Идея, изложенная перед толпой в Бекаа, должна была стать его постоянной темой: религиозный деятель должен был быть не в ладах с теми людьми, которые стояли у власти. Вскоре после митинга в Баальбеке Муса ас-Садр затронул ту же тему перед группой коллег-священнослужителей: «В тот момент, когда вы обнаружите, что навлекли на себя гнев правителя, самое время осознать, что вы на правильном пути. Вы должны отказаться от подчинения властителям этой земли, угнетателям. Вы должны встать на сторону народа, на сторону несчастных на этой земле»[32].

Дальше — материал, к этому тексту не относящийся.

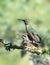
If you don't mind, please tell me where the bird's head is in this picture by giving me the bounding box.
[17,19,28,25]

Почти через пятьдесят дней после вооруженного митинга в Бекаа произошел еще один инцидент, казалось бы, носивший религиозный характер, но он стер грань между сферами религии и политики. На этот раз собрание проходило на старой базе Мусы ас-Садра в городе Тир, и его целью было почтить память Фатимы аз-Захры, дочери Пророка и матери двух имамов, Хасана и Хусейна. Послушать священнослужителя пришла толпа, такая же большая, как и та, что собралась в Баальбеке.

Там были вооруженные люди из долины Бекаа, которые прибыли со своим противотанковым оружием, с динамитными шашками и пулеметами. Состоятельные члены шиитской общины, последовавшие за Мусой ас-Садром, также присутствовали там. Муса ас-Садр прибыл под крики «Аллаху Акбар» (Аллах велик), под пальбу из винтовок и пулеметов и улюлюканья женщин. Он начал с нескольких слов о Фатиме, «чистой», добродетельной, верующей женщине, которой ее отец, Пророк Мухаммад, сказал, что он не сможет помочь ей в Судный день, что ей придется заслужить Божью милость своими собственными заслугами. Сказав это, он совершил вполне предсказуемый переход от старого наследия к мирским и политическим вопросам. «Что касается нас сегодня, то мы видим, о Фатима, дочь Посланника Аллаха, что мы уже вышли из стадии детства и беспомощности. Мы достигли совершеннолетия. Нам не нужны доверенные лица. Мы освободили себя, несмотря на все средства, принятые для того, чтобы удержать нас от обучения и просвещения. Мы собрались в большом количестве, чтобы сказать, что мы не нуждаемся в опеке. О Фатима, мы на твоем пути, и наш путь приведет нас к мученичеству».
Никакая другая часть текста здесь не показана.